"In the antebellum United States, Solomon Northup, a free black man from upstate New York, is abducted and sold into slavery."It was a brutal and fascinating journey from freedom to slavery to freedom again. What really blows my mind is that the movie is based on a true story. In the end, no one really knows how Solomon died or when. But we see how he lived and found the determination to find salvation rather than despair. He found freedom in his own mind and chose to shine by his talents and abilities than to subject to abject humiliation. He kept his eyes on the prize, studiously and consistently for 12 years until he found freedom.
What I also found striking about movie were the antagonists, the slave owners, and their subordinates, and how they imposed their false piety upon others. We see them in the movie, giving sermons to their slaves, as if somehow, being in the bondage of slavery and listening to the sermon would somehow save them from the devil. I wondered to myself, if that were such a great and compelling duty, why more white men did not submit themselves to slavery.

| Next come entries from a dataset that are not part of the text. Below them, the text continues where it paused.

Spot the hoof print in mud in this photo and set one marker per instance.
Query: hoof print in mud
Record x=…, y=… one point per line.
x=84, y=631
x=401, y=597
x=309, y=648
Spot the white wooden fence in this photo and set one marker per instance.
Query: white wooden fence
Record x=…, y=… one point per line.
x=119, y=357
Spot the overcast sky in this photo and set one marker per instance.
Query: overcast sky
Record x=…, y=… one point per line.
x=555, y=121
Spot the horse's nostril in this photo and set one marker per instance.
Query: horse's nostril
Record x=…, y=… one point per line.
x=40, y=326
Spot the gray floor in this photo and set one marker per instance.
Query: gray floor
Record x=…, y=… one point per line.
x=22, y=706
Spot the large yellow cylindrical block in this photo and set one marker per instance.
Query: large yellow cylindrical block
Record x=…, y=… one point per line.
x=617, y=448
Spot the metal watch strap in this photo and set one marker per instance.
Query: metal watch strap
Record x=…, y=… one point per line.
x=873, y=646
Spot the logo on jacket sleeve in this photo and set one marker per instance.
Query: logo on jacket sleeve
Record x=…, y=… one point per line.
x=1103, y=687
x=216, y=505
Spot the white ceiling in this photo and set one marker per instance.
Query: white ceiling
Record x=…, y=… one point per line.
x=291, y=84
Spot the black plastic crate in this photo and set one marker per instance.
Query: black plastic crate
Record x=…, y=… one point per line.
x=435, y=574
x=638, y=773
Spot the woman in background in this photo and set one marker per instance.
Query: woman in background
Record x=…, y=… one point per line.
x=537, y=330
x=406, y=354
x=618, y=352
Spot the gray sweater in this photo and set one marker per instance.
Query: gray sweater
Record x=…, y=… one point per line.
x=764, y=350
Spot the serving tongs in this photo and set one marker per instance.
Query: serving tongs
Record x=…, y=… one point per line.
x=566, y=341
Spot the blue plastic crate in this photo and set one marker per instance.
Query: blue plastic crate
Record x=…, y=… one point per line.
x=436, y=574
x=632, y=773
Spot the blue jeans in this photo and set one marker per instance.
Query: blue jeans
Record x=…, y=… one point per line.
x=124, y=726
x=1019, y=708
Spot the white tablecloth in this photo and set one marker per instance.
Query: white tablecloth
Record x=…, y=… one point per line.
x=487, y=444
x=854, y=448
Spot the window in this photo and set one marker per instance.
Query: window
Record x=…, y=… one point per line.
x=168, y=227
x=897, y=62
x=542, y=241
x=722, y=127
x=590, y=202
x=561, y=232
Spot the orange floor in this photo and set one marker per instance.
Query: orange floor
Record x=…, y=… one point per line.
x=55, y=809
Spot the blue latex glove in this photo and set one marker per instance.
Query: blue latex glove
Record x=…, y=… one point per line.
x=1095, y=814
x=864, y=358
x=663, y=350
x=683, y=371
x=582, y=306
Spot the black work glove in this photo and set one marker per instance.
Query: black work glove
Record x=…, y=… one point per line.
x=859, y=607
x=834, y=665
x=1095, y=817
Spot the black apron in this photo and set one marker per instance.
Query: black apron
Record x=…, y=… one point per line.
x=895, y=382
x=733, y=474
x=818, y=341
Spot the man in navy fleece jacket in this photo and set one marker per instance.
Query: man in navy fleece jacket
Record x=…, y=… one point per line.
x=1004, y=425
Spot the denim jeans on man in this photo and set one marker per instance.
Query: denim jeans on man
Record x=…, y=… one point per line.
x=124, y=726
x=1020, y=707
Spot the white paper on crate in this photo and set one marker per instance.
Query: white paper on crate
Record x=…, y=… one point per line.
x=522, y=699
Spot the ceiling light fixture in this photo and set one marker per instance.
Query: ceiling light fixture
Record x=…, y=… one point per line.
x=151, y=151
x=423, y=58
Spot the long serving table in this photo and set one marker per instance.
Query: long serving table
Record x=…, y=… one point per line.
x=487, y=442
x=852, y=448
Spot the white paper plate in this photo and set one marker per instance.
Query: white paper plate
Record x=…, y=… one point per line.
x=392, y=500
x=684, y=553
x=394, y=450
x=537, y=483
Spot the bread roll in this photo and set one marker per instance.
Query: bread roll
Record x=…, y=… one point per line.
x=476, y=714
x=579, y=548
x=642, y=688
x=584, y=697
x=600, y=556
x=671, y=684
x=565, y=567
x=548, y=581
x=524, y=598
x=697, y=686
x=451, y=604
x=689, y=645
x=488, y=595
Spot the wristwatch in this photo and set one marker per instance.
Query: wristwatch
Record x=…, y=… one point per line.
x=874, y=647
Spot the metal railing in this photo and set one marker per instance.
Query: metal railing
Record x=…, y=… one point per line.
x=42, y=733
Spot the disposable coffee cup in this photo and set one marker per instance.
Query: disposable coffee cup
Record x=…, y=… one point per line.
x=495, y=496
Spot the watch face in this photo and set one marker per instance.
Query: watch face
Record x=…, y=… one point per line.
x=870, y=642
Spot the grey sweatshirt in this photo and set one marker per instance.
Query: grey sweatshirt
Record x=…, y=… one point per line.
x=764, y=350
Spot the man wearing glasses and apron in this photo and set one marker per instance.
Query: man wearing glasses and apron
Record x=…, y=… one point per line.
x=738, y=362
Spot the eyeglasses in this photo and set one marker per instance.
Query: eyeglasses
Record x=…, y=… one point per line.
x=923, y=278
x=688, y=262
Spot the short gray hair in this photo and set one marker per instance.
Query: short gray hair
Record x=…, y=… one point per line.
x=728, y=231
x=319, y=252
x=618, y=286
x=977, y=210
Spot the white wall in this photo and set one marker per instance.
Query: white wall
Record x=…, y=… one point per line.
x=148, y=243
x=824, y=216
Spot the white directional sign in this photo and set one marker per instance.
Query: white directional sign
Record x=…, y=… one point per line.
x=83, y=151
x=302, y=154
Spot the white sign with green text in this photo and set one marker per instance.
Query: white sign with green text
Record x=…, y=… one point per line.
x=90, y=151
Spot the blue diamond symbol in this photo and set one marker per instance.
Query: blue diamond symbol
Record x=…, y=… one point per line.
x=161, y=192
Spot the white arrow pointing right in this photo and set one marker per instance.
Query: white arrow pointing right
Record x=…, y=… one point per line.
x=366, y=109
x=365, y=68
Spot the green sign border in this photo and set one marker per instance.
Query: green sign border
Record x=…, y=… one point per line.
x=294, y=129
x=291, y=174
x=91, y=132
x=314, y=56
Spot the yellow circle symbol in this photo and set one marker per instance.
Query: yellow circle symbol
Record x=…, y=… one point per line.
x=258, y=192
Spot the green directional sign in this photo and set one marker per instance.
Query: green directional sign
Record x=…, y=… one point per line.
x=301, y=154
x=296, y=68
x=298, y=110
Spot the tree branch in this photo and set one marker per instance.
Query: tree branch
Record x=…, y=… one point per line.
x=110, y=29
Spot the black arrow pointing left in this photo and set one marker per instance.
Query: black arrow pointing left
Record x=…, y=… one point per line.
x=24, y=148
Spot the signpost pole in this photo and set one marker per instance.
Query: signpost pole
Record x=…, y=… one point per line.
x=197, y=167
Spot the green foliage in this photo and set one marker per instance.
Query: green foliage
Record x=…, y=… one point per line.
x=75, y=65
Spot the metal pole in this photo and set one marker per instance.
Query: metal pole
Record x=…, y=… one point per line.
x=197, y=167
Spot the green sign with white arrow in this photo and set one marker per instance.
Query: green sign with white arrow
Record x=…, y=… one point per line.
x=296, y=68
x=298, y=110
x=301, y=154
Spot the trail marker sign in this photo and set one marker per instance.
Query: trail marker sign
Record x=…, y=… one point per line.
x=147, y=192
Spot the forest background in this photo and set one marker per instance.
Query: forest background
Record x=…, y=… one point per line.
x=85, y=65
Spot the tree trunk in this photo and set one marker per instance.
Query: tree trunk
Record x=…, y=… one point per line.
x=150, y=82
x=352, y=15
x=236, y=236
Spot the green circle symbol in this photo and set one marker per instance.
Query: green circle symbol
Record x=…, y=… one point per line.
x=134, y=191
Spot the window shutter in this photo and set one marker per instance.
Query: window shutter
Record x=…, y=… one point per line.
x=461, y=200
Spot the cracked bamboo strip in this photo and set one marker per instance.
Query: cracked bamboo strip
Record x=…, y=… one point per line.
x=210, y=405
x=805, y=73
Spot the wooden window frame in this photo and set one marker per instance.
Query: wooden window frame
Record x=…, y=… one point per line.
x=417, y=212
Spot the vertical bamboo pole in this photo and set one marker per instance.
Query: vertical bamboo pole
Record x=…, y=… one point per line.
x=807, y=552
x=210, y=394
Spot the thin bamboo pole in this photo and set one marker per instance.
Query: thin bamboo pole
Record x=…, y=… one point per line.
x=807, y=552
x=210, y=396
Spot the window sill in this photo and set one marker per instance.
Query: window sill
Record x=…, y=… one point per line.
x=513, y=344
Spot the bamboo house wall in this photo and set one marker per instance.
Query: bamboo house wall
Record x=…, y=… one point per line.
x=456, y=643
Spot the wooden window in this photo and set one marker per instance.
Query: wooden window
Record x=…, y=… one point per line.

In the movie, I also saw a white slave owner pretend his monogamy to his wife while raping the slave women, yet still, he felt so righteous. The same slave owner, preferring to be called "Master", imposed severe violence on his slaves, as if he were the one, the only, God. From whipping to hanging, the masters knew the tools of their trade well.
It is with great sadness that I saw in the movie, how false piety can be used as an excuse to impose slavery upon others. With each historical drama that I see about that period of our great nation's history, I see how far we have come and how far we have yet to go. For there are still people in the South who believe it is right to suppress or eliminate the vote of people of any color. They still believe it is their right to discriminate and segregate people of color from that who they deem most holy, the white man, irrespective of his sins.
The movie reminded me of how we are all connected and that we cannot impose pain or imprisonment upon another, without doing the same thing to ourselves. That is why I try, with much success, to err on the side of peace.